What consumers increasingly seek, she noted, is utility: digital touchpoints that help them plan, shop and manage everyday eating. That tension between inspiration and pragmatism is particularly relevant in the bakery category. A decadent, eye-catching cinnamon roll may generate engagement on social media, but it is the timely reminder, coupon or replenishment nudge that converts attention into sales.

“Consumers are trying to simplify their lives,” Balanko said. “If a brand can remove friction by remembering what I buy, suggesting it at the right moment or helping me discover something aligned with my preferences, that feels valuable.”

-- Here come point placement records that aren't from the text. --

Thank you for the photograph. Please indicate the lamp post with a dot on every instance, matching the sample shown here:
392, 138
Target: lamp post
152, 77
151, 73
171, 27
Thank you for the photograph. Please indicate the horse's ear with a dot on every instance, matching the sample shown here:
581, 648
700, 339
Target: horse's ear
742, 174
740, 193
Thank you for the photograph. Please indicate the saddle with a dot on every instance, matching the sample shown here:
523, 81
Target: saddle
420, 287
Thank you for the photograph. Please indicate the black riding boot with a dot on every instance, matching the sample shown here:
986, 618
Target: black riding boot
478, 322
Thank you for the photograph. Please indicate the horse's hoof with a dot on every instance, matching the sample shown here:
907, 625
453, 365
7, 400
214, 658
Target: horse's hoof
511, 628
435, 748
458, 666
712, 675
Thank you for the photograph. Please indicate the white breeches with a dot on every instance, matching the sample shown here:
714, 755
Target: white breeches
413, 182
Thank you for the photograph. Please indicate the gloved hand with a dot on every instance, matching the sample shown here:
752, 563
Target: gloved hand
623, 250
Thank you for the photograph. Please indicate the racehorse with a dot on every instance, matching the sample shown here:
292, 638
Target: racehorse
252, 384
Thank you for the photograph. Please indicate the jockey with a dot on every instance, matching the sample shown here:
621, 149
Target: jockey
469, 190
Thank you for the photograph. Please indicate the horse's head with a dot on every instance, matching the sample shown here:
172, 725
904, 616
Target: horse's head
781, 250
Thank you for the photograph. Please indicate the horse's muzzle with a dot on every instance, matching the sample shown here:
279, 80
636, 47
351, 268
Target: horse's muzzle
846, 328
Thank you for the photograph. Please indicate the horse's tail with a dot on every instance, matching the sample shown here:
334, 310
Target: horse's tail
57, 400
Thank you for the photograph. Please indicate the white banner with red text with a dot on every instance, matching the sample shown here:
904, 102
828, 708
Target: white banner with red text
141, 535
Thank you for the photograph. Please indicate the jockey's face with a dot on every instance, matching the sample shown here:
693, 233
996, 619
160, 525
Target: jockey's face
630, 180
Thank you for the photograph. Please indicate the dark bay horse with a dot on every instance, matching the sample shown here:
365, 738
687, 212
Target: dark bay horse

Data suggests that value is defined less by novelty and more by consistency. According to Amperity’s research, nearly two-thirds of consumers say their favorite retailers are the ones that remember their preferences and purchase history across in-store, online and in-app interactions. Two-thirds also prefer retailers to recognize them when shopping digitally; only 8% say they do not want brands to remember them at all. The expectation does not stop at checkout. Consumers want personalization wherever they engage.

Delivering that continuous personalization, however, requires more than creative messaging.

“It starts with having a solid data foundation,” said Moe Ismail, senior VP of product management at Epsilon. “If you can’t accurately identify your consumer across devices and channels, you can’t personalize in a meaningful way.”

For many CPG brands — especially those that sell primarily through retail — building that unified view can be challenging. Transactional data, email engagement and website activity often operate in separate systems, limiting visibility into the full customer journey. Without integration, outreach becomes fragmented. A shopper may receive a promotion for a product they just purchased or fail to receive recognition as a high-frequency buyer.

“That’s where personalization breaks down,” Ismail said. “When the experience doesn’t reflect real behavior, it feels disconnected.”